See, I think by then, they have started to discuss things in history, will probably be beginning to watch the news and developing opinions and whilst it offers a horribly bleak picture, it also offers a beautifully portrayed and sympathetic picture of love and hope, without any of the cynicism of so many of the more 'modern' texts marketed to the age group. Providing they have an adult to discuss it with, I think it's fine. And much, much better than for eg: The Boy In The Striped Pyjamas.

Heated Wed 14-Oct-09 21:40:35

Because WTWB is done in cartoon form I've always found it disturbing, as it goes against expectation, maybe even more so for a child?

Am teaching A Clockwork Orange, hence all the dystopian fiction I'm reading, with a sideways lurch into some fabulous texts, like One Flew Over The Cuckoo's Nest.

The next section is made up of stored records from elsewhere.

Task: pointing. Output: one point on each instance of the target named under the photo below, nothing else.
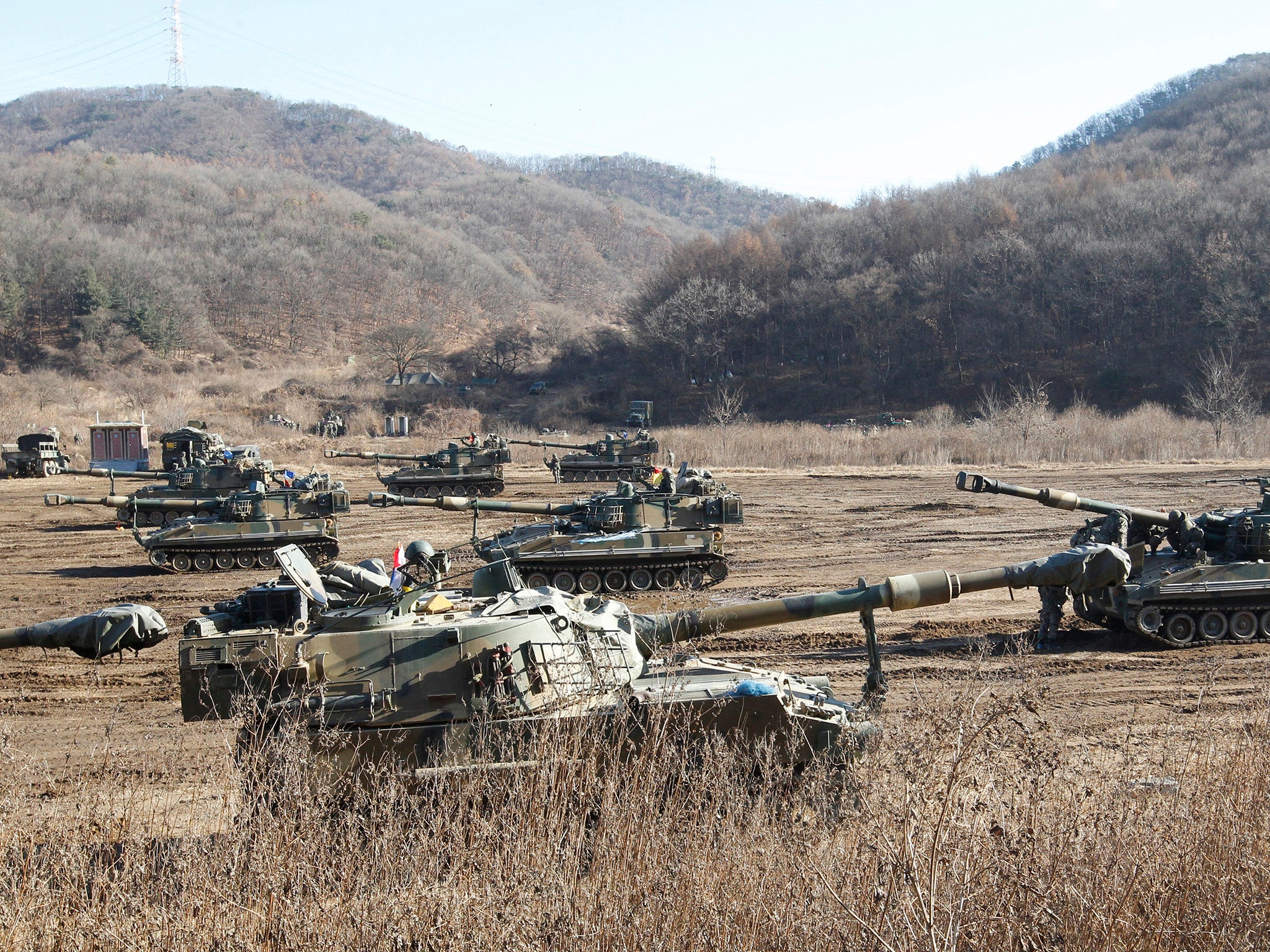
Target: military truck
(414, 678)
(1194, 580)
(607, 460)
(35, 455)
(631, 539)
(189, 443)
(469, 467)
(239, 531)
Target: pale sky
(824, 99)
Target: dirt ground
(804, 532)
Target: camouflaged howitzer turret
(413, 676)
(239, 531)
(470, 467)
(606, 460)
(630, 540)
(1196, 580)
(125, 627)
(195, 482)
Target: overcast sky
(824, 99)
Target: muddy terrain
(803, 532)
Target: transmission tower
(177, 58)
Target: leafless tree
(399, 347)
(1222, 395)
(726, 410)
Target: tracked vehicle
(192, 482)
(1198, 580)
(606, 460)
(464, 469)
(239, 531)
(615, 541)
(415, 677)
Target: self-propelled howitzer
(466, 469)
(606, 460)
(629, 540)
(239, 531)
(192, 482)
(413, 674)
(1194, 582)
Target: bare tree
(726, 409)
(1222, 395)
(401, 347)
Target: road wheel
(1180, 628)
(1244, 626)
(1150, 620)
(1212, 626)
(641, 580)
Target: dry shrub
(972, 823)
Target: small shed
(123, 444)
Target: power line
(177, 58)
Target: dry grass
(970, 824)
(238, 402)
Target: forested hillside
(1105, 266)
(704, 201)
(216, 219)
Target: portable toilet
(123, 444)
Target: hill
(703, 201)
(1104, 266)
(219, 219)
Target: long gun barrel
(1057, 498)
(559, 446)
(198, 506)
(461, 505)
(125, 474)
(94, 635)
(368, 455)
(1081, 569)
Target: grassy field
(970, 824)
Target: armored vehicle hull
(620, 541)
(466, 469)
(35, 455)
(1194, 582)
(241, 531)
(418, 674)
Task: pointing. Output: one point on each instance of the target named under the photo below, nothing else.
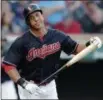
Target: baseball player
(35, 55)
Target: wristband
(22, 82)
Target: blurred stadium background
(79, 19)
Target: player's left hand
(97, 41)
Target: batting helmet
(30, 9)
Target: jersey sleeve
(14, 54)
(68, 44)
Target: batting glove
(29, 86)
(97, 41)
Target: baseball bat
(75, 59)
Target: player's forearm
(14, 74)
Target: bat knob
(97, 41)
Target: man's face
(36, 20)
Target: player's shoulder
(57, 32)
(21, 39)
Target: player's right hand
(29, 86)
(32, 88)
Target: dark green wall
(82, 81)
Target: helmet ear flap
(29, 10)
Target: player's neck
(39, 33)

elkiedee Wed 14-Oct-09 22:05:01

I found Oryx and Crake quite bleak. It's very well done but I prefer a lot of Atwood's other books. Because the main character is on his own apart from in his memory, there's a lack of interaction which is part of the point of the book, but I miss the character interaction which is something I like to have when reading a novel.

For anyone who does like post-apocalyptic or dystopian fiction, I also recommend Octavia Butler's The Parable of the Sower. Though again it's not altogether happy reading, perhaps there's a glimmer of hope at the end.

Bookswapper Wed 14-Oct-09 22:09:59

janeite

<hijacks politely>

do you wish to continue with our book circle (Second Circle) for next year?

I promise to send a better book grin

Monsterspam Wed 14-Oct-09 22:26:47

I did Cat's Eye for English A Level and found it quite disturbing. Don't think I've read any more of her work.

choosyfloosy Wed 14-Oct-09 22:38:18

Does it have any hope janeite? I don't remember any at all?

janeite Thu 15-Oct-09 19:55:28

Bookswapper - ooh yes please. I've loved being part of it. Which one was your book? Mine was a bit of a disaster too.

WTWB - hope in the sense of their continued love and resilience and own positive outlooks I guess. I really want to read it agian now but don't have a copy. Adds to Crimble list.